I doubt if it would do anything. It's a matter of Court Record. They were all great uncles involved, seven of them. There would have been eight except aunt Winnie came along that night. They only were Sentenced for killing the Chinese who were living with the Aboriginal Women. That's how Giru became to be settled. My Grandfather & Grandmother used to tell me stories of those days.

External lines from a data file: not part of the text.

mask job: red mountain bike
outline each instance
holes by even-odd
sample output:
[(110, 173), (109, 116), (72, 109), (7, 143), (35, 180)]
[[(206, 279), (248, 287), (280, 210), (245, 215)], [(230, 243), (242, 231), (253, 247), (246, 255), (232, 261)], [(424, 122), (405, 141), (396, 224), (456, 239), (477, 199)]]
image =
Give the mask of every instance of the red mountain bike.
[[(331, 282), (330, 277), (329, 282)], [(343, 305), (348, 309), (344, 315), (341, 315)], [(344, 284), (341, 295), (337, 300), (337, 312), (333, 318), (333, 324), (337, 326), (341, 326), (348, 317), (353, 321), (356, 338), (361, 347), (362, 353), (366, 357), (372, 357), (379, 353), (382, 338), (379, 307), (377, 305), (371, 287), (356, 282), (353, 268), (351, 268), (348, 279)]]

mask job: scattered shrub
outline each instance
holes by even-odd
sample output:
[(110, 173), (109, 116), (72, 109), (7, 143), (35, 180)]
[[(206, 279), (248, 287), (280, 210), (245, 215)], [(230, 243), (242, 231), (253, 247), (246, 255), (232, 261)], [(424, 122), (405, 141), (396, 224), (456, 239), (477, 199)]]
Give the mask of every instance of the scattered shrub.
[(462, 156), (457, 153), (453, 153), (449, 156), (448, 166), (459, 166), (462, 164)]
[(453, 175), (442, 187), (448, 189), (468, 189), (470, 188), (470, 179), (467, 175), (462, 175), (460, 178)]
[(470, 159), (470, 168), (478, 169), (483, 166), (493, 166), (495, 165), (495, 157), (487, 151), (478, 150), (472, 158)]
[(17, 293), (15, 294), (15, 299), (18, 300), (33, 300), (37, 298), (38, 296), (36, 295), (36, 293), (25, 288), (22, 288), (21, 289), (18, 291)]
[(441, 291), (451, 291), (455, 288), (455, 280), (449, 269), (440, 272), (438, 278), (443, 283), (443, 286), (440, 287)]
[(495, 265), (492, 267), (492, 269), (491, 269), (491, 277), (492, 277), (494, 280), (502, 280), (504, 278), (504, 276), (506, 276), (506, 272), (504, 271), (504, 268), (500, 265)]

Actually in the Palmer River Gold Fields the local Aboriginal used to raid the Mines & take the Chinese. They would tie them to tree branches by their Topknots & butcher them later. Grain fed meat tastes better apparently. But I suppose we are not supposed to talk about aboriginals killing Whites or Chinese. It's only bad if it's the other way around.

OP2: You say most aborigines don't want the change... Where are you getting your facts?

Where did I say that?

OP2: Nice that you can whitewash the breeding out of the black systems

I whitewashed nothing. I said it can be done because they are essentially Caucasian Sub-race Australoid. The Aboriginal DNA will readily mix with Anglo-Saxon because of that. No so with the Amerindians & SE Asians.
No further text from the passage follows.